What would a Michigan VPN look like and what effect could it have?
29th September 2025
If Michigan lawmakers get their way, VPN users might soon find themselves in a legal nightmare. The state’s proposed Anticorruption of Public Morals Act doesn’t just target explicit content,it takes aim at VPNs entirely, banning their sale, use, and even requiring internet service providers to detect and block them. On paper, the bill is about preventing people from bypassing new age-verification laws, but its language is so broad it could outlaw everything from a home user streaming content securely to a Fortune 500 company protecting its remote workforce. This is where things get messy. VPNs aren’t just a tool for dodging rules, they’re a cornerstone of digital security. Corporations rely on them to encrypt traffic and keep sensitive data safe. Ordinary users rely on them to stop creepy tracking, hide their real IP, and avoid being charged extra for plane tickets just because they live in London instead of Lisbon. Even Apple has recognized their importance, building a VPN-like feature (Private Relay) straight into iOS. A full-blown VPN ban would be catastrophic. Imagine ISPs acting as internet police, scanning for VPN usage and flagging innocent users when detection inevitably gets it wrong. And the tech to enforce this?
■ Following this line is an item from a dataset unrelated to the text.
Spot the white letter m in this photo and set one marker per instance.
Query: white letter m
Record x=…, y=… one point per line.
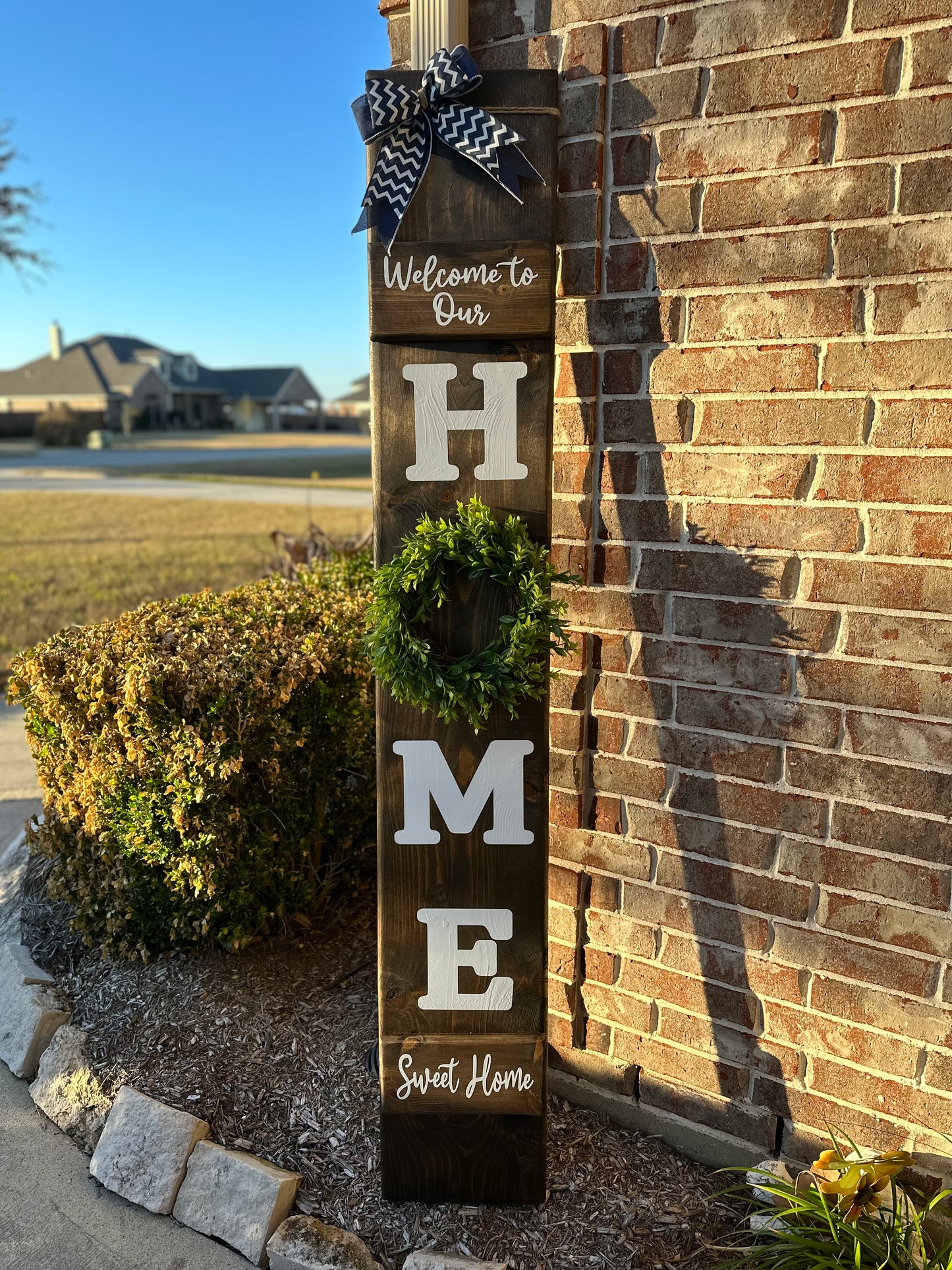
x=499, y=776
It doesn’t really exist at scale, VPNs are notoriously hard to detect. Privacy advocates have been quick to point out that such a ban would require massive new infrastructure and would likely end up punishing legitimate users far more than any bad actors. For now, this bill hasn’t passed, but if Michigan pulls the trigger, it could spark a wave of similar laws across the U.S. That’s why privacy activists argue that protecting VPN access is about more than just convenience, it’s about safeguarding basic digital freedoms. Without VPNs, every click, every search, and every login is exposed. And once that privacy is gone, you don’t get it back. If there was ever a time to care about VPNs, it’s now.